Sanofi (NYSE:SNY) and Boehringer Ingelheim signing contracts on their animal health/consumer business swap today raises the obvious question of what the French company might do with its €4.7bn ($5.2bn) windfall when the deal closes later this year.
But, given the turmoil after the UK’s EU membership referendum result, a more fundamental observation might be that the deal is going ahead without any amendment to its terms. EvaluatePharma calculates that $102bn of open deals in healthcare have yet to be completed, and the euro dipping 2.5% against the US dollar since Thursday might have several companies fretting about their fate (see table below).
Indeed, Sanofi should itself privately be evaluating its ability to pay up for Medivation (NASDAQ:MDVN), given that it is a European company reporting in euros trying to buy a US biotech in dollars. However, for now the French group is playing hardball, trying to oust Medivation’s directors rather than putting a sweetened bid on the table.
And of course this possible move does not appear in the list of open deals, since it is not a transaction that has formal agreement; it is still at the “acrimonious exchange of correspondence” stage, and on Friday Medivation spelled out why it still thought Sanofi’s was a low-ball bid, and why its board should stay.
But investors would be wise to include Brexit in their assumptions for whether the two might strike a deal at some point, and at what price. Similar considerations might come into play in analyzing potential risk to some of the sector’s agreed-on transactions that have yet to close.
However, just because a deal is cross-border should not necessarily have the accountants revisiting their spreadsheets. More to the point is the target’s exposure to UK and/or EU revenues and profits, a statistic that would apply to any biopharma business irrespective of its domicile.
Moreover, what “exposure” means exactly can still only be guessed at, though with the vote going in favor of Brexit the risks in terms of sentiment are clearly there.
The ability to finance a transaction could also be called into question where a cross-border acquirer has cash tied up in EU currencies, though clearly forex hedging would have reduced this risk. A separate risk could apply to current and future buyers that are reliant on bank loans or other financial instruments to pull off deals, whether these be takeovers or licensing transactions.

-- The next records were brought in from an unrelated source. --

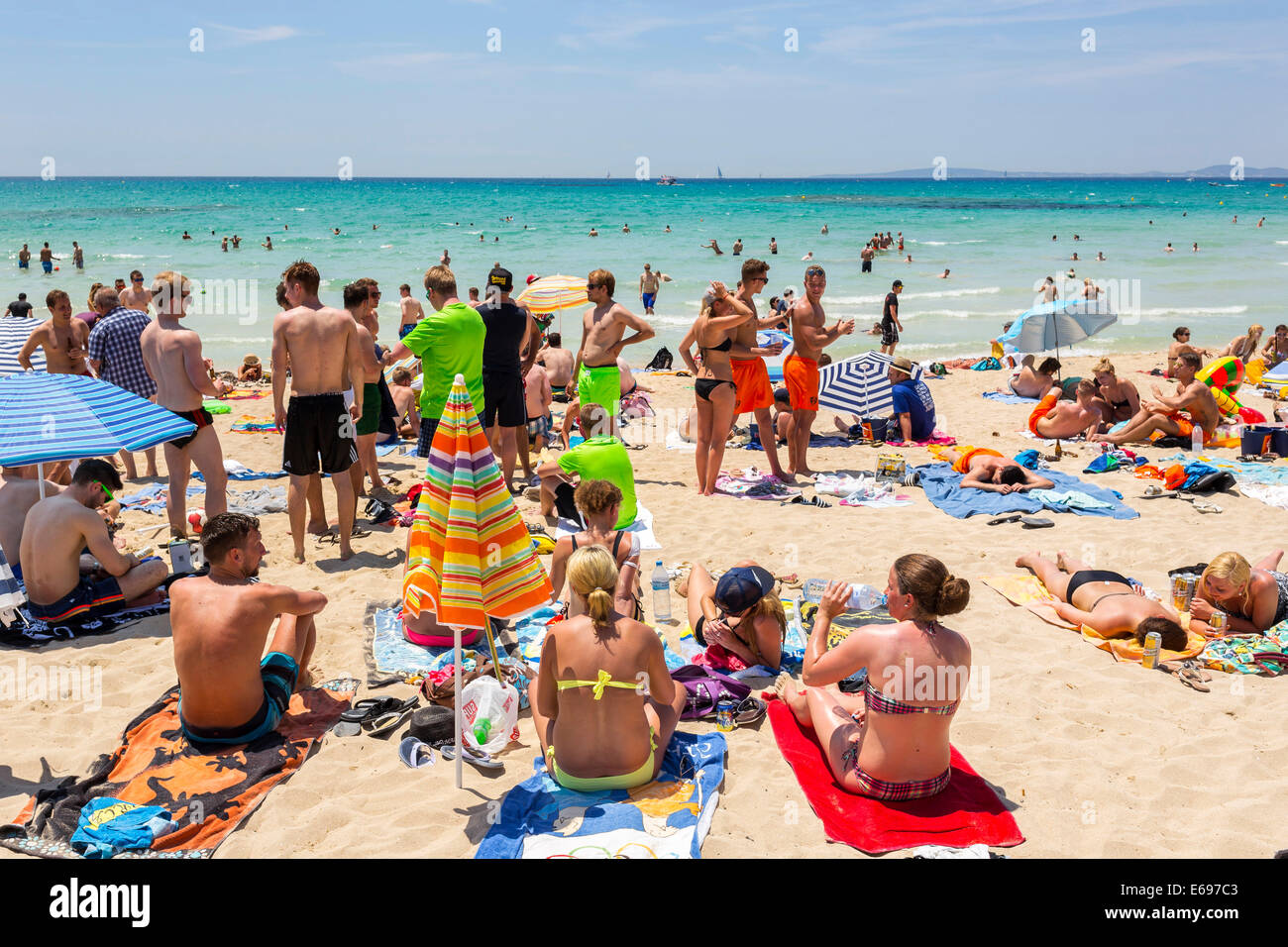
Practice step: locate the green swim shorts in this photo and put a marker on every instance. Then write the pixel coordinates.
(600, 384)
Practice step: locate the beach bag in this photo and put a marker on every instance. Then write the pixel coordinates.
(489, 714)
(662, 361)
(706, 688)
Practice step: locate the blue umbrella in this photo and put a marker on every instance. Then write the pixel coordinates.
(47, 418)
(1063, 322)
(859, 384)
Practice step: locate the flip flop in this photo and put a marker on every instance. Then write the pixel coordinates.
(416, 754)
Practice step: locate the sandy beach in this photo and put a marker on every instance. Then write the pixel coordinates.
(1091, 754)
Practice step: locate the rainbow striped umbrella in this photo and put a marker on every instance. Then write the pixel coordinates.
(469, 556)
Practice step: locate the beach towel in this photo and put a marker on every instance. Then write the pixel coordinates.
(665, 818)
(33, 633)
(1008, 398)
(943, 488)
(1026, 590)
(249, 424)
(966, 813)
(206, 793)
(642, 527)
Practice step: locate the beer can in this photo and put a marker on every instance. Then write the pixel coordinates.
(724, 714)
(1153, 644)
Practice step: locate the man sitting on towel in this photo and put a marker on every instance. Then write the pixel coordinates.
(599, 458)
(219, 621)
(1057, 419)
(62, 583)
(987, 470)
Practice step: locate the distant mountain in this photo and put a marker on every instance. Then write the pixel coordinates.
(1211, 171)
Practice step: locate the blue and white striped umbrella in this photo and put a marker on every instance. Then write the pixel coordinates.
(14, 333)
(1063, 322)
(859, 384)
(47, 418)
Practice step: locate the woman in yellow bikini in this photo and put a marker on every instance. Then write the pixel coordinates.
(603, 694)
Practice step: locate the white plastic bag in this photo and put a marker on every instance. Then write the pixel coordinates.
(489, 714)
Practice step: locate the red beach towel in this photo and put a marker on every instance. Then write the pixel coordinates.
(966, 813)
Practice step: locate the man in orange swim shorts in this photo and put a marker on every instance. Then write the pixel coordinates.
(800, 368)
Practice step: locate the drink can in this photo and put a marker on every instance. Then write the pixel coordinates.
(1153, 644)
(724, 714)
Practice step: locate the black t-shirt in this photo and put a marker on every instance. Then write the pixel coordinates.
(892, 307)
(505, 326)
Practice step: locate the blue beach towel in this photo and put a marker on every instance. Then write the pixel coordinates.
(943, 488)
(665, 818)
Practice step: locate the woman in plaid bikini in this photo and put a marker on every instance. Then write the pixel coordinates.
(892, 740)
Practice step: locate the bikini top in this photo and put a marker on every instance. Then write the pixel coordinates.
(879, 703)
(597, 685)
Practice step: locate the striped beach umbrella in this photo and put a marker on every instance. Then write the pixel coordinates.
(14, 333)
(469, 556)
(859, 384)
(47, 418)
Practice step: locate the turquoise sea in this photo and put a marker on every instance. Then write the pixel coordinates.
(993, 235)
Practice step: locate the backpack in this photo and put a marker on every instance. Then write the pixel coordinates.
(706, 688)
(662, 361)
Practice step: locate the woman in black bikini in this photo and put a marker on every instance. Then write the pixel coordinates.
(1103, 599)
(600, 504)
(716, 394)
(1119, 399)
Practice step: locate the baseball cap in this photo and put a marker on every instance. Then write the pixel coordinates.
(502, 277)
(742, 586)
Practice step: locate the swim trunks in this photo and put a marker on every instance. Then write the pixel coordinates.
(502, 399)
(89, 599)
(201, 418)
(600, 384)
(800, 373)
(278, 672)
(1047, 402)
(969, 454)
(318, 427)
(372, 405)
(751, 379)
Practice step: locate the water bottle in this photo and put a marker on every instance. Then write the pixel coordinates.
(661, 592)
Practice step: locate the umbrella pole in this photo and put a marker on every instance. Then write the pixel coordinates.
(460, 763)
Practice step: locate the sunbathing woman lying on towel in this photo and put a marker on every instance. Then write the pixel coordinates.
(1103, 599)
(1253, 596)
(892, 741)
(603, 694)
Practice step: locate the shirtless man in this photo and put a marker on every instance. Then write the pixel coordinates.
(411, 311)
(406, 403)
(172, 357)
(800, 368)
(987, 470)
(1103, 599)
(62, 338)
(17, 496)
(134, 296)
(219, 624)
(558, 364)
(1055, 419)
(322, 344)
(1164, 414)
(750, 375)
(62, 586)
(595, 373)
(1028, 381)
(649, 283)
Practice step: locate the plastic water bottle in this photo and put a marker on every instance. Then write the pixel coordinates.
(661, 592)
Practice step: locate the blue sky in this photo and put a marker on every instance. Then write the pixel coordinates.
(583, 89)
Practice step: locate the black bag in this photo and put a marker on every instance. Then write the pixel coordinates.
(662, 361)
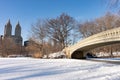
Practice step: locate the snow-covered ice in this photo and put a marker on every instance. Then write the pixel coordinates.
(57, 69)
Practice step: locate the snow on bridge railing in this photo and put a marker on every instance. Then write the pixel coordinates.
(105, 35)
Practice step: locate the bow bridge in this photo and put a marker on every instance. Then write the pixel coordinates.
(80, 49)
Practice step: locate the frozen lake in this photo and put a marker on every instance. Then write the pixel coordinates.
(57, 69)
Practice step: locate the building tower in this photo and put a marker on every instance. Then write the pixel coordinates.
(18, 38)
(8, 29)
(18, 30)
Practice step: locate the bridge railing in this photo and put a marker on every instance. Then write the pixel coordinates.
(97, 38)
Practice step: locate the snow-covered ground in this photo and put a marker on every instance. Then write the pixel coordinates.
(56, 69)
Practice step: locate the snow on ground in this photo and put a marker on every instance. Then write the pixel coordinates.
(57, 69)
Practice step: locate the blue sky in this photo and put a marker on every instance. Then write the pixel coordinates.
(28, 11)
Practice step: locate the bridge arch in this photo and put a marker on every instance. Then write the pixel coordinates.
(101, 39)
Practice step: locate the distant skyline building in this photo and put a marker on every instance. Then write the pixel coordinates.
(16, 38)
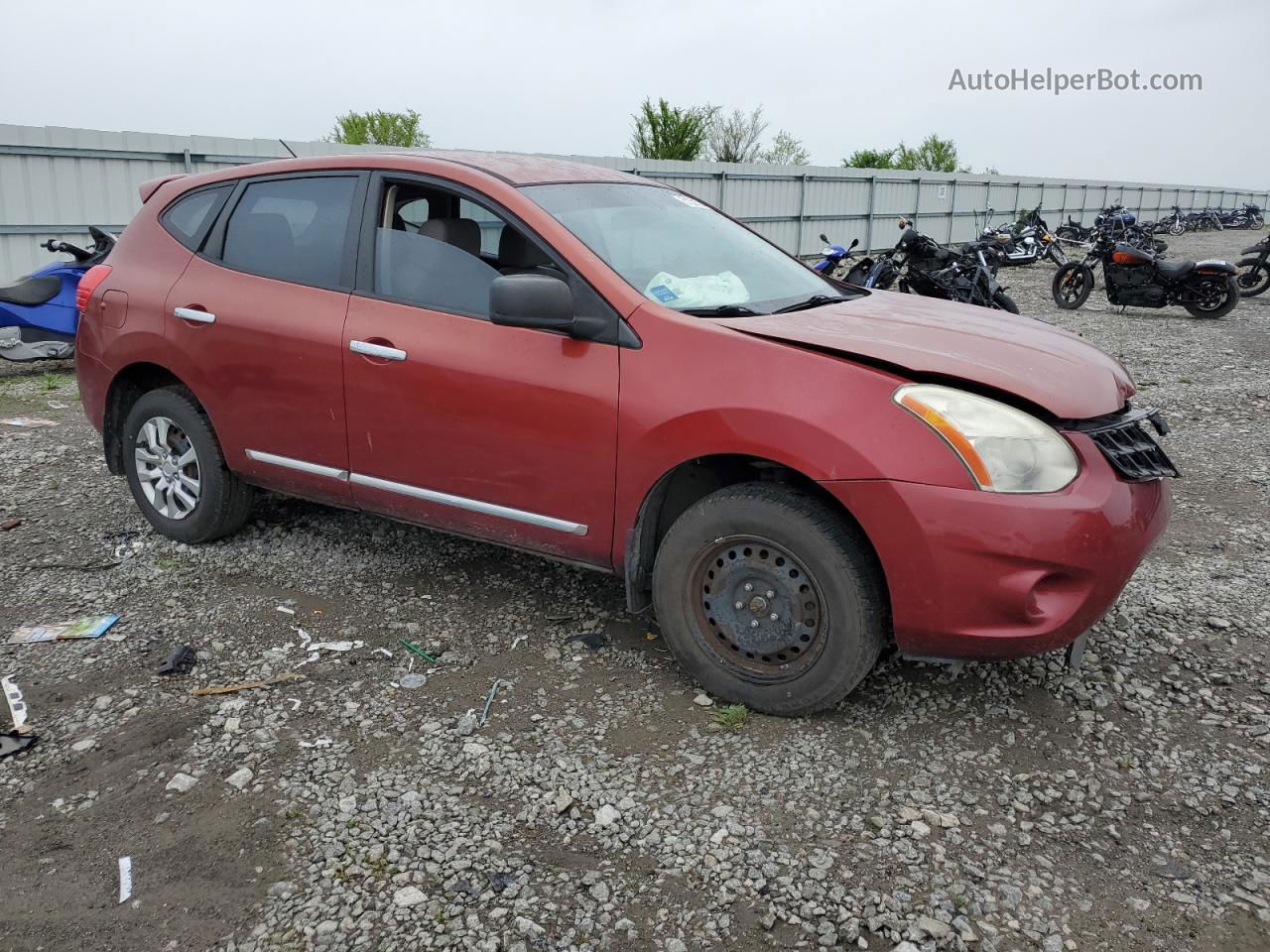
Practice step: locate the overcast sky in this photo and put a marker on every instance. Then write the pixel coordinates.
(557, 76)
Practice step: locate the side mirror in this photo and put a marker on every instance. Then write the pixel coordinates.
(535, 301)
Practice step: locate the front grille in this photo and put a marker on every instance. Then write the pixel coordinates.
(1127, 444)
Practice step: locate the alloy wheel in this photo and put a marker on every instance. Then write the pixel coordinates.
(761, 612)
(167, 467)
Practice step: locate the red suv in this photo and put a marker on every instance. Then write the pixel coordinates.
(562, 358)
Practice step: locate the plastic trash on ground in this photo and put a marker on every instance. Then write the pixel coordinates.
(93, 626)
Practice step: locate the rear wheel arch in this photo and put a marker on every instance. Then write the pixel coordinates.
(128, 386)
(694, 480)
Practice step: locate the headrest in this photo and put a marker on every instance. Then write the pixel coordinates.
(515, 250)
(460, 232)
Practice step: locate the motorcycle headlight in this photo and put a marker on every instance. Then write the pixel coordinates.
(1005, 449)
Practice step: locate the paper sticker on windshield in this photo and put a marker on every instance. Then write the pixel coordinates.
(688, 199)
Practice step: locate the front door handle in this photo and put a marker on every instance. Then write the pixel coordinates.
(190, 313)
(368, 349)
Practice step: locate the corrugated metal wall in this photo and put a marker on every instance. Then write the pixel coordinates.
(56, 181)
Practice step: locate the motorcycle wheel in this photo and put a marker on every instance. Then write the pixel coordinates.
(1224, 302)
(1072, 286)
(1255, 280)
(1005, 302)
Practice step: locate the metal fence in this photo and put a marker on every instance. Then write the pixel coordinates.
(56, 181)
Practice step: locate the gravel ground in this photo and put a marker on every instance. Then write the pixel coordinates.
(996, 806)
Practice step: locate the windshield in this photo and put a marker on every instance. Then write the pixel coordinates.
(679, 252)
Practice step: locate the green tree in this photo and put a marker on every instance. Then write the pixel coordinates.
(666, 131)
(871, 159)
(380, 128)
(785, 150)
(735, 137)
(935, 154)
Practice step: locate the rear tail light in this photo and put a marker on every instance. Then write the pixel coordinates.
(93, 277)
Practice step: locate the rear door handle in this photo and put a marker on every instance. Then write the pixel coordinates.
(190, 313)
(384, 353)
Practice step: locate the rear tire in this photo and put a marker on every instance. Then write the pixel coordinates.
(1255, 280)
(1005, 302)
(813, 615)
(177, 470)
(1229, 301)
(1072, 286)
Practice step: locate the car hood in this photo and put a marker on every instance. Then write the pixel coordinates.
(1029, 358)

After Thursday’s vote some of the heaviest casualties have been European banks, which have been hammered after assuming that the referendum would go in favor of the UK remaining in the EU, and betting the wrong way on forex. Banks under pressure would naturally be expected to think twice about extending cheap lines of credit.
True, most considerations about the post-Brexit environment are pure guesswork at present, but the immediate currency volatility has already given companies plenty to think about.